Manipulation of elites + alliances
Acquiring power is rarely solitary. One must co-opt elites: military, bureaucracy, party apparatus, business interests. In many cases opportunistic alliances are formed and then discarded once power is secured. The aspiring ruler may engage in horse-trading, patronage networks, and the creation of clientelism.
Exploitation of institutional weaknesses
Power-seekers exploit weak rules, constitutional loopholes, economic crisis, fractured oppositions. They may harness violence or threat of violence to undermine opponents, create fear, and coerce compliance. They may also use populism to undermine independent institutions: courts, press, electoral bodies.
Subversion of legitimacy
Once the groundwork is laid, power‐seekers often present themselves as the only credible alternative. They frame opposition as traitors, internal enemies, or agents of foreign powers. They delegitimise dissent. They may even use elections (or façade elections) to claim legitimacy while undermining the substantive constraints on power.

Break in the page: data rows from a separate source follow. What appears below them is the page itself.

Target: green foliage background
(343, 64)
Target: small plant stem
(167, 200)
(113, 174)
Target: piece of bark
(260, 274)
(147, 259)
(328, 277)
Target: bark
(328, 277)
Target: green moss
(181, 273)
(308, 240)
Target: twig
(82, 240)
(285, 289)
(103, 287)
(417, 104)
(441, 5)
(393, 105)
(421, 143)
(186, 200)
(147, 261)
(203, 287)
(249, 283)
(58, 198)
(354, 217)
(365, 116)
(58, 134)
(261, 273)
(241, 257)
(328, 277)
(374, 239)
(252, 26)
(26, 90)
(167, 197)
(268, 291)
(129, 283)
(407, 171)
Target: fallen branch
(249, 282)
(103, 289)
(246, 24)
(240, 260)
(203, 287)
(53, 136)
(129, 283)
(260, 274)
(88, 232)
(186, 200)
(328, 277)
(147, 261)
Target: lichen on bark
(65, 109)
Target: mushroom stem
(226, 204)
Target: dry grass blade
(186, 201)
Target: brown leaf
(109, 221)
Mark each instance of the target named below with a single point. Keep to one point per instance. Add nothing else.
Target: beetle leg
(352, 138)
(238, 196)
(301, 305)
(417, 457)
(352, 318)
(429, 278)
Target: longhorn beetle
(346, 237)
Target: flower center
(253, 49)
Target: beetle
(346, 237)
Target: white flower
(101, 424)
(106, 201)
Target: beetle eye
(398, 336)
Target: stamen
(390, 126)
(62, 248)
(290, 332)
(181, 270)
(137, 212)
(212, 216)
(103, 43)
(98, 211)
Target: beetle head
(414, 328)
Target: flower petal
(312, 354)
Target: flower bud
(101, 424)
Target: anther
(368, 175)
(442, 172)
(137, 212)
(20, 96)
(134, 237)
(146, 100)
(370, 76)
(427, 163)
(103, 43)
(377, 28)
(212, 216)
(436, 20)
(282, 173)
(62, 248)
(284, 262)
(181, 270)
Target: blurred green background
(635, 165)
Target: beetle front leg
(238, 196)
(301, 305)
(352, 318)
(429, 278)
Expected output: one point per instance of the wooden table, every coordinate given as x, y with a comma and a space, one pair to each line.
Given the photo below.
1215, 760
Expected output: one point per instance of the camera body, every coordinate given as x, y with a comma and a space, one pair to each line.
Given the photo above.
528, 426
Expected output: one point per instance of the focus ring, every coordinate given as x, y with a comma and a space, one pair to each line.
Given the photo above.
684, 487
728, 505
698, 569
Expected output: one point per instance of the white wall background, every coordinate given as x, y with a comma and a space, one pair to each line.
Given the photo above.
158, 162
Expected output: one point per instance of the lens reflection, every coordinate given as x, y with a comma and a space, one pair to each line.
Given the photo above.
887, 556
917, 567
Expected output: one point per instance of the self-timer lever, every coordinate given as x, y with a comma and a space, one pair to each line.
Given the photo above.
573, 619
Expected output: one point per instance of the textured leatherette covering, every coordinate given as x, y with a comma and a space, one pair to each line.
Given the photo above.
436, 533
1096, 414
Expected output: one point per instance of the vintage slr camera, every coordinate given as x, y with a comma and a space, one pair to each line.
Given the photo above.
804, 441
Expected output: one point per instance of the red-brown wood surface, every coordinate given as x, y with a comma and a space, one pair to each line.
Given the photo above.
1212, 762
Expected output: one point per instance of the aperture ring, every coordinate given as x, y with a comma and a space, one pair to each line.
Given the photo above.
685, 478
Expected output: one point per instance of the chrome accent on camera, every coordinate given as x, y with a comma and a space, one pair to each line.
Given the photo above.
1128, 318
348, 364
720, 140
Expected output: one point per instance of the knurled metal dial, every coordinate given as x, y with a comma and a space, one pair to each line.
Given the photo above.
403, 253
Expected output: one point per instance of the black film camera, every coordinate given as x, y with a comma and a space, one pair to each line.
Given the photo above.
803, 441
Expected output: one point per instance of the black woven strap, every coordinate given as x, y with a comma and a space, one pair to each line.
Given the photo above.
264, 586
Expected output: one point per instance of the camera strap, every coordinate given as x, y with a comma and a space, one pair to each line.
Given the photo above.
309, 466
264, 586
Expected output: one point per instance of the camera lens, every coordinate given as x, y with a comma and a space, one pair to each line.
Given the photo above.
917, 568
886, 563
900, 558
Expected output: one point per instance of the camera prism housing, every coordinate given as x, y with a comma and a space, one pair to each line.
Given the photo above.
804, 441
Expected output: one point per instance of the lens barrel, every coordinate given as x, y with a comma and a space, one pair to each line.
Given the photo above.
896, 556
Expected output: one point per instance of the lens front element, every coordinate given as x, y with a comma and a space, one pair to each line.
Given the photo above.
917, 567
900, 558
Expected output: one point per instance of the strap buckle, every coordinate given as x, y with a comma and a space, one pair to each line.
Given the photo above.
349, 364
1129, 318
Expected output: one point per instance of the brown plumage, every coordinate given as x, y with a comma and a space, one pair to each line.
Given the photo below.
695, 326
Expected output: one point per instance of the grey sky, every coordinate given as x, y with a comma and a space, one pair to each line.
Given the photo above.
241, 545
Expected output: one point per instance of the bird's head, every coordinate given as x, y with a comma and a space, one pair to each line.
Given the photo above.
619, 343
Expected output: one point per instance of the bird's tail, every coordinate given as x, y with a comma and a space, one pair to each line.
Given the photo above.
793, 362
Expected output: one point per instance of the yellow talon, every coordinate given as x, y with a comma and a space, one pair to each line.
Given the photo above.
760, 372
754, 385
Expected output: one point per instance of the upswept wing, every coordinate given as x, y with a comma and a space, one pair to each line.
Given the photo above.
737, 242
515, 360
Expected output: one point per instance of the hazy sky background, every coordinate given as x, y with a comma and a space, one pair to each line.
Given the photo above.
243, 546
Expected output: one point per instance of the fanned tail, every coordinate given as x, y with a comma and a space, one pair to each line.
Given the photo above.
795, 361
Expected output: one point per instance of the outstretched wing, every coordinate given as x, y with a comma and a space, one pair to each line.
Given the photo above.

Thus, acquisition of power rarely happens simply by a peaceful election and smooth handover; it involves manipulation of institutions and people, creation of alliances, exploitation of crisis and fear, all with the aim of establishing dominance.
The Consolidation of Power
Having acquired a foothold, the next phase is consolidation: making power sticky, making it difficult for opponents to remove you, controlling institutions, shaping the narrative, and eliminating independent centres of power.
Purges, elimination of rivals
Many dictators engage in purges of internal opponents: party members, military officers, bureaucrats. Stalin’s purges in the 1930s are a canonical example. Eliminating rivals ensures no internal competition.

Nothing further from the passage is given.